The bulk production is ready, your stuff looks amazing, the world is anxiously waiting for your collection and it’s time to ship. First you need to transport the garment from the manufacturer to e.g. your office or warehouse and then to your customers. Take a look at your agreement with the supplier to see what is included in the deal and what you have to sort out yourself.  If your price is FOB, then there is no shipping included, but if your price is COGS then the shipping cost is already included. You can read more about The Garment Price here. When arranging your transport, talk to different logistics companies and see who suits you the best. Set up a business account and negotiate your price. As always you get a better price when you have larger volumes, so when you are small it is more costly.


Shipping from the factory

If you have your production in Asia and there are delays in your production, then you have to fly the garments over, to compensate for the lost time. Usually you ship on boats, in containers. One thing they do is to add some sort of gas in the containers to avoid any problems with insects or mould. It’s very humid and  since the shipment takes such a long time, the clothing starts to attract mould…Nasty! Shipping by boat, obviously is cheaper but takes longer and flying is more expensive, and faster.

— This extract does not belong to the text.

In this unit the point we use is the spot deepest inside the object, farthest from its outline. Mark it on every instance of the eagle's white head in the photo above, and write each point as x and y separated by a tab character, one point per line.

To avoid tolls, and expensive shipping of materials across the planet, it’s clever to produce your garments in the continent where you will sell it. You sell in EU, then a production of materials and garments in EU, is ideal. From a sustainability aspect, this is very important. To continue on that aspect, you also have to decide what type of packing you should have. Do you want to have poly bags or do you want to have bio degradable bags. Do you want to have recycled paper boxes or ordinary ones? How will you ship the garments, hanging or folded? Delivered hanging will of course look very nice, folded and packed in bags will have the garments look wrinkly and messy. I don’t think many shops will steam your garments before hanging them in the shop.

Read more in Finding A Factory about the advantages and disadvantages about your factory’s location.


Transport to the customers

Once you have received your awaited garments you have to distribute them to your customers. There will be a need for you to repackage the garments to fit the orders from your retailers. If you are small and only work with local wholesalers you can drive out your orders yourself. If you intend to sell it all online, then there is a bit more to think about; first you need the picking section where someone is repacking every outbound order. Don’t forget that this is a big part of your brand image. How do you pack it? What first impression do you want to give to your end customer? Then again you have to consider who your logistics partners are. Large market players are usually bound to one logistics partner in order to reach volume discounts. The advantage of being small is that you probably don’t have any volume discount and can use different partners. You can then as a service, offer your customers different transport solutions, depending on what they want. Are you going to offer free shipping? if you do, remember that you still have to pay for it, so that it is included in your price calculations.



There will be returns when working with apparel. How can you make this easy for your customers? Talk to your wholesalers how to handle this. If you are running an e-commerce business, can you include pre-printed return forms?

So to sum up, the important thing is to think of all aspects of transport and how you can make it easy with no headache. Make sure not to underestimate these costs and review them to make the best arrangements possible.